Wednesday, January 09, 2008


One of my favorite taste-experiences of all time was so simple, but so perfect. I was walking in midtown Manhattan while there for work a couple of years ago. Hungry and on-the-go in Manhattan--usually circumstances under which you just keep walking until you see something (coffee, nuts, pizza?) that you can swiftly shove in your mouth as you continue to elbow your way through the throngs of people beside you. So I'm walking, and getting a little desperate, when the warm waft of something freshly baking snuck up to my nose. I looked around, and there I stood in front of one of New York's classic bagel shops (the ones with the wood paneling and paned glass--I think it may have been Ess-a-Bagel). As I walked inside, a man was dumping trays of plump, bouncy bagels from the hot oven into the display baskets. Usually I take my bagel toasted, but as these were piping hot, there was no need. The man behind the counter just sliced open an "everything" and spread a good spatula's worth of cream cheese in the middle. The bagel was so hot that the cream cheese began to melt into the soft, doughy center, while the outside was just perfectly shiny and chewy.

I know that's getting a little bit poetic about a bagel, but until you've had a REAL bagel, you'll never know what I'm talking about. You'll never know about this perfect round of dough that inspires poetry. (Those bagels that come in packages of six in the grocery stores are not real bagels. They're bagel shaped rolls. Or bread, or something). Real bagels are of a species defined by the technique of their production: they must be first BOILED, then BAKED. This is what makes them plump up SO GOOD and creates that perfect shiny/chewy exterior. Most often, REAL bagels are found on the East Coast. [Here's what I'm talking about knowing a REAL bagel: Mother's Bistro, a breakfast place here, actually ships their bagels in from H&H Bagel in New York for their Lox and Bagel Plate.]
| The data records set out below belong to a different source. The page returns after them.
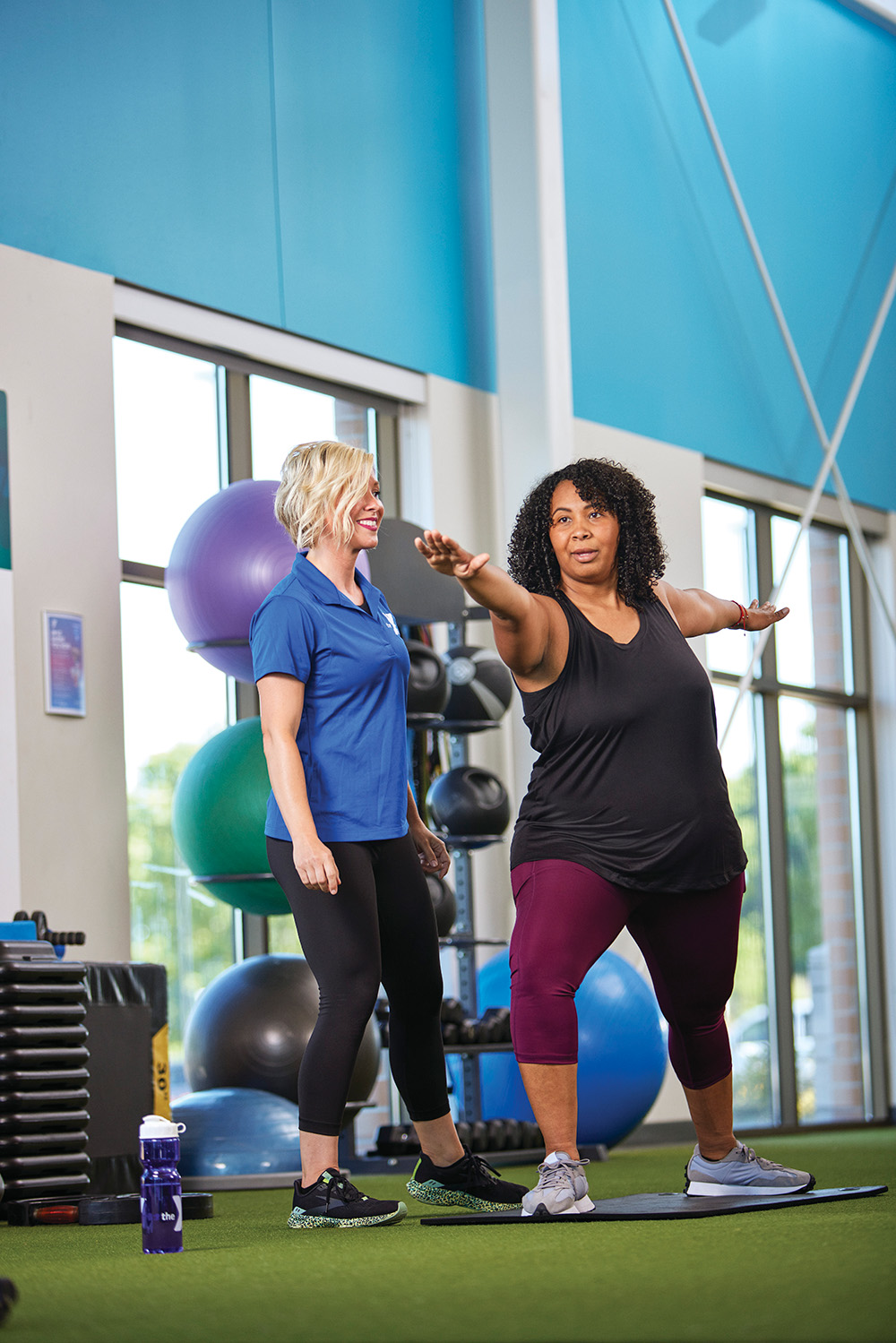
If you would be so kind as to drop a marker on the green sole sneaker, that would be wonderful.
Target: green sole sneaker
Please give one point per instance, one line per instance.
(314, 1221)
(435, 1192)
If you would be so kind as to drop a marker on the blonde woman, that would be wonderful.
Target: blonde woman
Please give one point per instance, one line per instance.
(346, 839)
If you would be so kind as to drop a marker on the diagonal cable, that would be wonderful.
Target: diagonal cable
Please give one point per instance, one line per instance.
(829, 446)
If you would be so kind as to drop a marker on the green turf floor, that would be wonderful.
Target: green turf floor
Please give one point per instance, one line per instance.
(812, 1273)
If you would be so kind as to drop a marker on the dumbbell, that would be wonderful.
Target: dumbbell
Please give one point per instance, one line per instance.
(495, 1026)
(468, 1033)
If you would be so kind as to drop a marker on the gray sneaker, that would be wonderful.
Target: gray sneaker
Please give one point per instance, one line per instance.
(742, 1173)
(562, 1187)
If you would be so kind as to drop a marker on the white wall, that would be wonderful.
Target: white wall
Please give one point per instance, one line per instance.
(8, 755)
(56, 366)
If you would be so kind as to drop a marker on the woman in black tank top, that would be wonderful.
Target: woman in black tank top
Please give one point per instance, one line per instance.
(626, 820)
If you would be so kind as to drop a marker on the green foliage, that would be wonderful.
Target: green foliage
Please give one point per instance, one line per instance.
(172, 923)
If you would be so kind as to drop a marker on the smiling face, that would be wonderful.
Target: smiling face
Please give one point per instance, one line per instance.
(584, 538)
(366, 517)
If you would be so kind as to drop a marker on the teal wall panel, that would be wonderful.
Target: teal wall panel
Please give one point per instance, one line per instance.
(134, 139)
(672, 335)
(371, 168)
(316, 167)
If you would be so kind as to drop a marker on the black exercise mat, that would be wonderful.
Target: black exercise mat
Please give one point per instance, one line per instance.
(659, 1208)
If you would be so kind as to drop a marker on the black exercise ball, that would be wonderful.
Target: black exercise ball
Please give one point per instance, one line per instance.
(469, 801)
(427, 686)
(479, 686)
(250, 1028)
(444, 904)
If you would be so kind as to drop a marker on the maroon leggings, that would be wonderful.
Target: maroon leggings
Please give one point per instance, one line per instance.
(567, 917)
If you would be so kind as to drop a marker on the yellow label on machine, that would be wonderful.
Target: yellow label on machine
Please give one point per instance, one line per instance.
(161, 1073)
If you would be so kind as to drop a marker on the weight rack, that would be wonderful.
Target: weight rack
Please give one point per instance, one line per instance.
(43, 1072)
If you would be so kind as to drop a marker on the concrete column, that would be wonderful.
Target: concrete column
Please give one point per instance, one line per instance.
(528, 226)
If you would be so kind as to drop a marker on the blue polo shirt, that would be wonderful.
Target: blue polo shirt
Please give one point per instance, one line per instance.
(352, 732)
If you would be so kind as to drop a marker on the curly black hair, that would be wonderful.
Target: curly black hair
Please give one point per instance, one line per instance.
(641, 557)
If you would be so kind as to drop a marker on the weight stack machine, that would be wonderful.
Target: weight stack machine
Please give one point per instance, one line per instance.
(43, 1073)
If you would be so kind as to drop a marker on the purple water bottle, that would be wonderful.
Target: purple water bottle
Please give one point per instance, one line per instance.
(160, 1195)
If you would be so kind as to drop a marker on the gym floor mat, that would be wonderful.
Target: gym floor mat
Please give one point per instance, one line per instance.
(659, 1208)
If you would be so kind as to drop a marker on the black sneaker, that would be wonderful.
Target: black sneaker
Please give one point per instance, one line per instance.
(469, 1182)
(333, 1201)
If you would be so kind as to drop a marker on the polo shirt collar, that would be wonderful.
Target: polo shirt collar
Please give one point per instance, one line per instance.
(325, 590)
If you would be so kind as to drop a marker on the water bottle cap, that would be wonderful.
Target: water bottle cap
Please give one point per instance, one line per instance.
(153, 1125)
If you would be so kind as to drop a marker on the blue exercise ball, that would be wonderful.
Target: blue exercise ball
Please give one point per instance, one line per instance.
(237, 1131)
(622, 1050)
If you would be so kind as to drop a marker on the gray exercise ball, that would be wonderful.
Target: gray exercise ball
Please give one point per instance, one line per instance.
(250, 1028)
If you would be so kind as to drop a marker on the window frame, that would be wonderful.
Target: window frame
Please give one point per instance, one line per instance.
(236, 463)
(766, 693)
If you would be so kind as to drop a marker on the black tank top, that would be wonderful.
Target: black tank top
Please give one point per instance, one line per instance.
(629, 779)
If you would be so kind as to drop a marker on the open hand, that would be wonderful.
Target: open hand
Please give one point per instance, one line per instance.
(446, 556)
(761, 616)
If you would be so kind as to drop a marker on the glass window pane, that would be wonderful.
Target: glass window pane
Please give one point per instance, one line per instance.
(729, 570)
(810, 645)
(167, 444)
(750, 1010)
(823, 844)
(174, 702)
(284, 415)
(282, 938)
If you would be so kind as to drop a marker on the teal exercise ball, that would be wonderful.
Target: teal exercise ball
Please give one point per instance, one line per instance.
(218, 820)
(622, 1050)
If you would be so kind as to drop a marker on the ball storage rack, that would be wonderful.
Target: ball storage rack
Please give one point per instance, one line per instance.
(43, 1073)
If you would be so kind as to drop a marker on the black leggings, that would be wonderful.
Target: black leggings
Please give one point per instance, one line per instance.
(379, 927)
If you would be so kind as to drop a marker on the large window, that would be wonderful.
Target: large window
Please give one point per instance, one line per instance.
(796, 758)
(188, 422)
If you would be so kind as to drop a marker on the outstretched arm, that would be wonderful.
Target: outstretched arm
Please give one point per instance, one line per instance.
(702, 613)
(524, 624)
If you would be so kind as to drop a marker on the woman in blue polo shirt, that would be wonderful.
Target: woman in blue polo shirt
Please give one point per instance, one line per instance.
(346, 839)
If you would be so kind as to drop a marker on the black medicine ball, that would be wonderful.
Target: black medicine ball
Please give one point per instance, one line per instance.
(427, 688)
(481, 686)
(444, 903)
(469, 801)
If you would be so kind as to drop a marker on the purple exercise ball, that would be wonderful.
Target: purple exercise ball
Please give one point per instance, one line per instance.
(225, 562)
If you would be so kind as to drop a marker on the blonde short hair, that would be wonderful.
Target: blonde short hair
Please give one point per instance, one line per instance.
(320, 484)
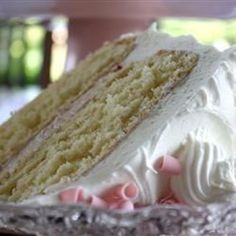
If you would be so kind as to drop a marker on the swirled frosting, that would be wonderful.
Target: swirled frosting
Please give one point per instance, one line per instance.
(199, 132)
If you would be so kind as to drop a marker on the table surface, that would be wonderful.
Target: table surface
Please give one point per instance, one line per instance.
(119, 9)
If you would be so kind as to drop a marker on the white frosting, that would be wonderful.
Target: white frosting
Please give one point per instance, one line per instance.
(201, 133)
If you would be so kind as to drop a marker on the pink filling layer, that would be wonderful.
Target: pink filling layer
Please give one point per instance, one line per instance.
(123, 196)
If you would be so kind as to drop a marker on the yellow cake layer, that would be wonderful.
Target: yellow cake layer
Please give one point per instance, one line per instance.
(127, 97)
(18, 130)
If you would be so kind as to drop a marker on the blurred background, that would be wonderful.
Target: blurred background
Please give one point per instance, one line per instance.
(40, 40)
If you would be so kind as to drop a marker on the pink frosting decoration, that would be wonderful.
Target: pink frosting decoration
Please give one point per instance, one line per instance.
(122, 205)
(96, 202)
(168, 165)
(71, 195)
(122, 192)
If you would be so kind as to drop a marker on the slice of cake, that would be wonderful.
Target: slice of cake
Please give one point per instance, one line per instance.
(131, 115)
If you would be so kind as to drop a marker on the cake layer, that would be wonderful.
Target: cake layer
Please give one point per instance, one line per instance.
(26, 123)
(127, 97)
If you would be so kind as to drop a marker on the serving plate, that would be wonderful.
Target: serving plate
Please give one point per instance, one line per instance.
(74, 220)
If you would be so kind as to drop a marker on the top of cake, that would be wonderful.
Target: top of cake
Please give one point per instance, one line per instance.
(164, 97)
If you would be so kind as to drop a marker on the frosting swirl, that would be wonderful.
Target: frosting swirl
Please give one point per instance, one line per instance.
(208, 174)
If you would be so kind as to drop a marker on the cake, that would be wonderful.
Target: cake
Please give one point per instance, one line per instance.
(145, 119)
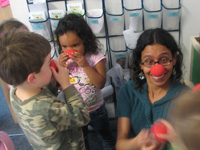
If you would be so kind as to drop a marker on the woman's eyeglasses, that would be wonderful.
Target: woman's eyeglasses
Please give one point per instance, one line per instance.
(163, 61)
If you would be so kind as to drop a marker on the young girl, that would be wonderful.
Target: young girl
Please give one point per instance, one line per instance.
(87, 71)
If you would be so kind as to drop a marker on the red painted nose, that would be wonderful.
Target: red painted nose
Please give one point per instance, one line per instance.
(157, 70)
(69, 52)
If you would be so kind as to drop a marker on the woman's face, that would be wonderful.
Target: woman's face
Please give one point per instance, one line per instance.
(155, 53)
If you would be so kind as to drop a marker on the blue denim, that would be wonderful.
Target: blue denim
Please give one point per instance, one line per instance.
(100, 123)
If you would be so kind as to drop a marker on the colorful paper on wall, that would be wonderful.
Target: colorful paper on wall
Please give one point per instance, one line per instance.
(4, 3)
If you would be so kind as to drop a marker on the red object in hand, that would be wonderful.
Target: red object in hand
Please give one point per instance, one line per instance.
(52, 64)
(157, 70)
(158, 128)
(196, 87)
(69, 52)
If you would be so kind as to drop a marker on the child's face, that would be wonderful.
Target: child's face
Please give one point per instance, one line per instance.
(44, 76)
(71, 40)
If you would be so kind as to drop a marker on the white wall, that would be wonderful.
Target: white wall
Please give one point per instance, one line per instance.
(190, 24)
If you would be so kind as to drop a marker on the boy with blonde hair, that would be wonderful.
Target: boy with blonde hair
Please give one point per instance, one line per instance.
(48, 122)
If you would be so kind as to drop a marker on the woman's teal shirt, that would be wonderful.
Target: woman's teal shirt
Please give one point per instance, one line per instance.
(135, 104)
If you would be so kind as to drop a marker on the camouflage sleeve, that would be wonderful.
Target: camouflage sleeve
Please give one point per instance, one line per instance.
(72, 114)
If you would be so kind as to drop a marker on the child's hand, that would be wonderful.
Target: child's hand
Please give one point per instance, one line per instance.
(79, 59)
(62, 76)
(171, 133)
(146, 142)
(63, 59)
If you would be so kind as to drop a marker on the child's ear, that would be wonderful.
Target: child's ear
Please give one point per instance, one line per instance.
(31, 78)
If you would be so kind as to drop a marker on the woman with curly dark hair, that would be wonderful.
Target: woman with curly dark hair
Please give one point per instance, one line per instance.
(156, 73)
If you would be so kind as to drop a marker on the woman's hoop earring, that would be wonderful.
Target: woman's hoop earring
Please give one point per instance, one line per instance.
(141, 75)
(174, 72)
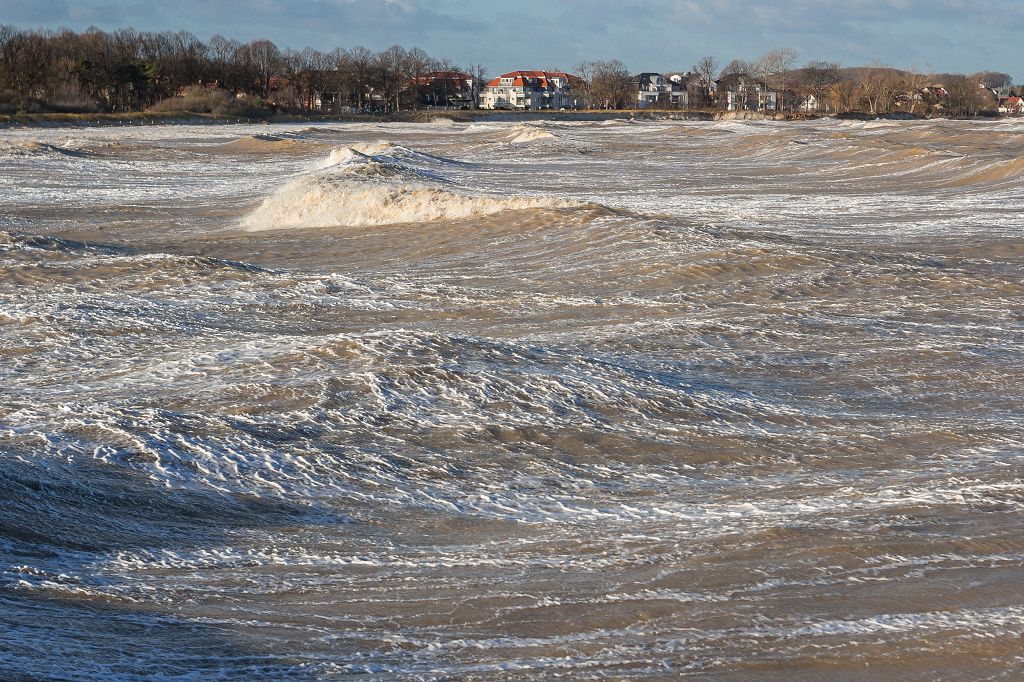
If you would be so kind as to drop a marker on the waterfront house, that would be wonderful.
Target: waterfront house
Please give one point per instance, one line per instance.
(532, 90)
(654, 90)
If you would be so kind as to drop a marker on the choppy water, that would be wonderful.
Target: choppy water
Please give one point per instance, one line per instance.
(628, 399)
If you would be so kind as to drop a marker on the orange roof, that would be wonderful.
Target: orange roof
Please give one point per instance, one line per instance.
(545, 75)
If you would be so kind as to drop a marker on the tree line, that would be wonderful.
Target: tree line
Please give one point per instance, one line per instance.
(128, 70)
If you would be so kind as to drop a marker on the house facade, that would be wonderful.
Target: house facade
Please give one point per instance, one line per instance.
(445, 88)
(531, 90)
(743, 92)
(654, 90)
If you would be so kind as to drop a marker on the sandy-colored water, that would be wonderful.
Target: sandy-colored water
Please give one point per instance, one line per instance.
(476, 401)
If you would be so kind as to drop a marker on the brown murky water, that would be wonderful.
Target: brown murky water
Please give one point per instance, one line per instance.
(476, 401)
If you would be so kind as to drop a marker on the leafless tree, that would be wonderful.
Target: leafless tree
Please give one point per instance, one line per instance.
(706, 69)
(818, 78)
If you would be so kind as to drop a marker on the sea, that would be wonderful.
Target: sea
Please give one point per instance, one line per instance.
(512, 400)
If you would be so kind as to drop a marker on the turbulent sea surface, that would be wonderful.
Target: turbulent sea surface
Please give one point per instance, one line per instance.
(513, 401)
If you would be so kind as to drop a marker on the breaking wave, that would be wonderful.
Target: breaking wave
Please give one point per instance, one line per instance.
(34, 147)
(380, 184)
(520, 134)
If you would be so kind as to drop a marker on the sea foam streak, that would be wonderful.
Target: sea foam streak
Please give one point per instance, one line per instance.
(760, 414)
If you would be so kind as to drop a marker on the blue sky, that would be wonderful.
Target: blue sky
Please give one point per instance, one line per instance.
(650, 35)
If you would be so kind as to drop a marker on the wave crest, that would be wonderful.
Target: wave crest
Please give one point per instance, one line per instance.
(380, 184)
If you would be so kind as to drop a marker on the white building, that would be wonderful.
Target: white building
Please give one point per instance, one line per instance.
(531, 90)
(655, 90)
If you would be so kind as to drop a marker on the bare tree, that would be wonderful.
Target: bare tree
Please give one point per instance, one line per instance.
(263, 58)
(966, 96)
(818, 79)
(706, 69)
(878, 88)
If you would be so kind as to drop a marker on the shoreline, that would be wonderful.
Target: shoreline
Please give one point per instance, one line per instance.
(9, 121)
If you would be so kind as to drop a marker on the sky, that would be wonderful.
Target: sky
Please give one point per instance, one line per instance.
(957, 36)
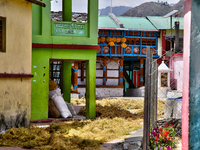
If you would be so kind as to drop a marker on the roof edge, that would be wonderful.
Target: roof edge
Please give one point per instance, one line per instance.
(128, 29)
(37, 2)
(116, 20)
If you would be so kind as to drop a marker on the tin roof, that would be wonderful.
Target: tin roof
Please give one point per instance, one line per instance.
(106, 22)
(164, 23)
(37, 2)
(129, 23)
(136, 23)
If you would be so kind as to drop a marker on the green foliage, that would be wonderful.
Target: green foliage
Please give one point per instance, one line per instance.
(163, 138)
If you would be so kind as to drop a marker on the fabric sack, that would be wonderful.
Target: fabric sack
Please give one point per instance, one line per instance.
(61, 105)
(71, 109)
(53, 111)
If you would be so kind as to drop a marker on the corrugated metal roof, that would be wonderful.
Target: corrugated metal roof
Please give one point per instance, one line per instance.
(106, 22)
(164, 23)
(136, 23)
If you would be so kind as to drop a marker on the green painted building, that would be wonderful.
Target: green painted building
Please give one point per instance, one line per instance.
(64, 41)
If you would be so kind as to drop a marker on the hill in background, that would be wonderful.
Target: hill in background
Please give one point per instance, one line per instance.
(155, 9)
(117, 10)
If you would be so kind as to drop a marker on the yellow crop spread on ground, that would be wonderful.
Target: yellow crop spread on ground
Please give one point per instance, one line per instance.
(113, 121)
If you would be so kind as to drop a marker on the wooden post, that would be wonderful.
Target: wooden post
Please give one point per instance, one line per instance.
(66, 79)
(146, 129)
(76, 77)
(82, 71)
(67, 10)
(104, 72)
(177, 37)
(121, 73)
(141, 71)
(90, 88)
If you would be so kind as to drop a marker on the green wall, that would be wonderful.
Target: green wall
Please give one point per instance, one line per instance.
(42, 26)
(42, 29)
(40, 81)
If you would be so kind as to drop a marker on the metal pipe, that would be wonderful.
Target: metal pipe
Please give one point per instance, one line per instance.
(111, 7)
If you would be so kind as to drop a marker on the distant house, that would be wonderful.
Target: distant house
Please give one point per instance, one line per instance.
(59, 48)
(120, 66)
(15, 60)
(123, 43)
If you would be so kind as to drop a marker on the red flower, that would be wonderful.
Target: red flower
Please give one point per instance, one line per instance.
(167, 124)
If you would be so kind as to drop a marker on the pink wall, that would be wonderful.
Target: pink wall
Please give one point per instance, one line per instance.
(177, 74)
(186, 65)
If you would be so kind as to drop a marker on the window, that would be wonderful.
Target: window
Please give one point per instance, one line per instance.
(2, 34)
(78, 14)
(164, 79)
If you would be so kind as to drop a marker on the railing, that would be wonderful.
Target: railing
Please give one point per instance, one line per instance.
(136, 41)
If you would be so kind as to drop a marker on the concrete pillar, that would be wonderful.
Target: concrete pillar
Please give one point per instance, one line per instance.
(177, 48)
(104, 72)
(66, 70)
(141, 72)
(121, 73)
(194, 74)
(76, 77)
(67, 10)
(90, 89)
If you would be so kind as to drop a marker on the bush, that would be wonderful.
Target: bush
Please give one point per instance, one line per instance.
(163, 138)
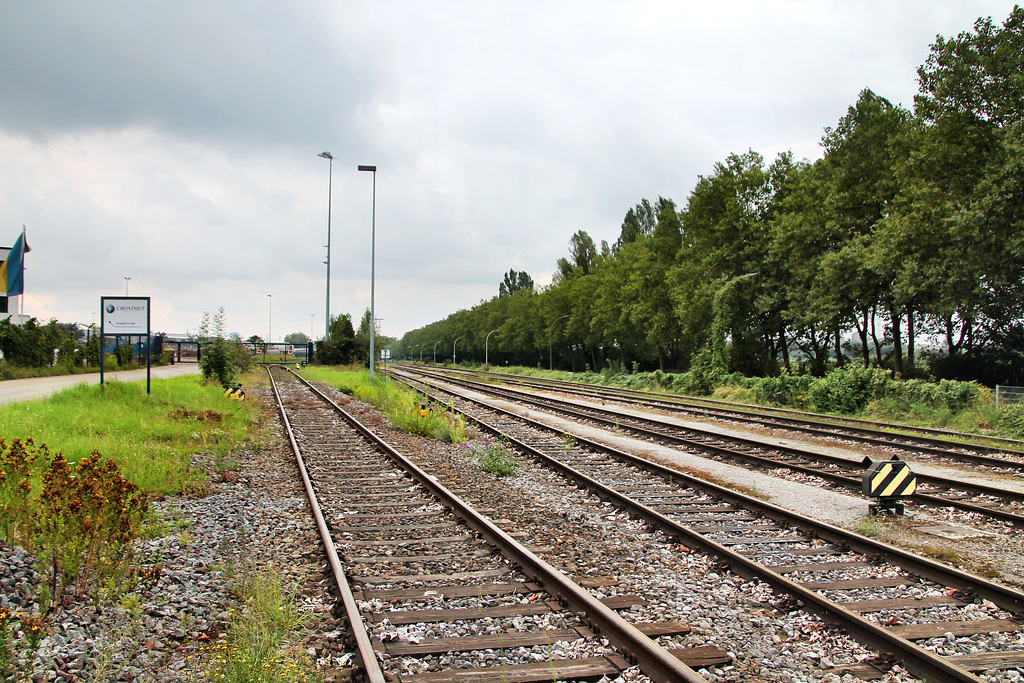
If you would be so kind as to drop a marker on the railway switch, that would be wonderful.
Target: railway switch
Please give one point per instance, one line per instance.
(890, 481)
So one can imagine how excited I was, in early Fall, when I saw signs for "New York Style Bagels" up on the windows of a new store front only 2 blocks from my apartment. Over-eager (as always) I tried this place out promptly after it opened, and was, (as I often am when I try a newborn food establishment) disappointed. The bagels weren't big and puffy, but instead kind of...skinny. And that's not a quality I look for in a bagel. Neither is lopsidedness. But after some time, Kettleman Bagels worked it out, perfected it's technique (maybe the ovens just had to be seasoned), and now I'm addicted. Really, being addicted to bagels in the middle of a grey and sleepy winter is not exactly ideal. But they have so many kinds...the classics (poppy seed, onion, sesame, everything), the sweets (cinnamon raisin, blueberry ), the savories (rye, pumpernickel, jalapeno, sundried tomato). They even have a mulitgrain for those with food-guilt issues (hey, you're still ordering a BAGEL). They've got hot egg sandwiches, lox sandwiches, deli sandwiches and all the sourcream spreads. It seems that they add a new sourcream spread everyday (they used to have pumpkin, now they have wild berry). I LOVE the scallion cream cheese with tomato on an everything bagel, or the lox cream cheese with mixed greens and cucumber for crunch. YUM! Come visit me in Portland, we'll have bagels...
[I just wish they had hazelnut flavored drip coffee, then for breakfast everyday I could close my eyes and be in New York...]

1 comment:

  1. Audra in New York8:34 AM

    ...I had a real New York bagel yesterday...multi-grain everything (what else will they think of?) with scallion cream cheese and tomato...divine!